The 4×100 is fast and frenetic, and it is essential to circulate the baton around the track without dropping the ball or violating the exchange zone.
The U.S. team can tell you that. Sometimes their men's relays failed spectacularly, as evidenced by the collisions between multiple people that cost them a spot. World Championship medal in 2011. Other times, more mundane missteps have cost them material, such as the illegal exchange that got them disqualified from Rio in 2016.
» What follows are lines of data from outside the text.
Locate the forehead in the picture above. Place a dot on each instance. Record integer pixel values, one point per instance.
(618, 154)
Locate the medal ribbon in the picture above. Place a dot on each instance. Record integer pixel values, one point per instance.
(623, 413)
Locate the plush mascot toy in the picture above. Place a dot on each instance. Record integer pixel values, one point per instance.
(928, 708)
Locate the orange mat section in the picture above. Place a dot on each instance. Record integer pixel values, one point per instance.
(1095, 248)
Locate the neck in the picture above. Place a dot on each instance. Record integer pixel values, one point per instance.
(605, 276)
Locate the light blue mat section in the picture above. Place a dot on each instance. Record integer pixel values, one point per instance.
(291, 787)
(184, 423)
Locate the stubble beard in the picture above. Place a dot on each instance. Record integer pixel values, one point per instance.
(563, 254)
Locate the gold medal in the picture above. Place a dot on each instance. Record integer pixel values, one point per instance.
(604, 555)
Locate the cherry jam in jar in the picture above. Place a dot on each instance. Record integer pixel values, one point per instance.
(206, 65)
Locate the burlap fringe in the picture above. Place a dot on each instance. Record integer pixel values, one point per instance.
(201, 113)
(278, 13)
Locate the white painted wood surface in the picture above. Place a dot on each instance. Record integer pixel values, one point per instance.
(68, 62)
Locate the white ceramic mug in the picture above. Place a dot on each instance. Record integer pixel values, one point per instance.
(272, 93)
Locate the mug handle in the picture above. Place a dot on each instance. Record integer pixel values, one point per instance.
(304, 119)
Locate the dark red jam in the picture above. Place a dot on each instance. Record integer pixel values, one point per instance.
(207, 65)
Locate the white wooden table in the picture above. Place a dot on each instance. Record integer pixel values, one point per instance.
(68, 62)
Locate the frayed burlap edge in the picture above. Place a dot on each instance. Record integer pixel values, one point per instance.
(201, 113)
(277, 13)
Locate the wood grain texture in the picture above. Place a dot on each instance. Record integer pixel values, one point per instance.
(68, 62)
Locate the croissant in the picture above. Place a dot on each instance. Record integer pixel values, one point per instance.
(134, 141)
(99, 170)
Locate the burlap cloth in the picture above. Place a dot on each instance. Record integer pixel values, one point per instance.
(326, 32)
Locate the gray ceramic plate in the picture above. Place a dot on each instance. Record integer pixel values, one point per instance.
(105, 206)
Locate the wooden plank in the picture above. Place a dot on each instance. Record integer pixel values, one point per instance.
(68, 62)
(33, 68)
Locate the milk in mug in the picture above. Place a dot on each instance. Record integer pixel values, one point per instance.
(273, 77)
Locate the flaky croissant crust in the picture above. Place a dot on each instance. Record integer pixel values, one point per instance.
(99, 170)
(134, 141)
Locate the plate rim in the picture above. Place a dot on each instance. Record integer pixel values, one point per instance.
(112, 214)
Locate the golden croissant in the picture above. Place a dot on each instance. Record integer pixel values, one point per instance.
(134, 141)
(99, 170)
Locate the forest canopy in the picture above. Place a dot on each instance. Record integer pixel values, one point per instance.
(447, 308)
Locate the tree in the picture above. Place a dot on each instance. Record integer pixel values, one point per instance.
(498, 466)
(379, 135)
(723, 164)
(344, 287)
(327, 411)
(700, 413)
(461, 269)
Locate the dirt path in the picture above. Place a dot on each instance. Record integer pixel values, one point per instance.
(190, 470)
And at the global level, flawless exchanges separate the finalists from the competitors who are content with the finish line, and the medalists from the others.
Again, ask the U.S. men’s relay teams how that works. They led for three legs at the 2022 world championships in Eugene, Oregon, before a slight hiccup during the changeover between Eli Hall and leader Marvin Bracy-Williams. Against lesser competition, it probably wouldn’t have mattered. Bracy Williams ran the final stretch and crossed the line in 37.55 seconds, just a few strides off the national record but still worthy of a world podium finish.
The lineup that won gold in Eugene is the same one that won silver at the World Relays last May. We know they are capable of producing clean exchanges in big races, whether they are leading, trailing or tied. As for the second team, Saturday’s Diamond League event offers a chance to see how well the youngsters Adjibi (23), Murray (24) and Asemota (27) fit in with the regulars, and whether the newcomers can translate world-class linear speed into top-level relay success.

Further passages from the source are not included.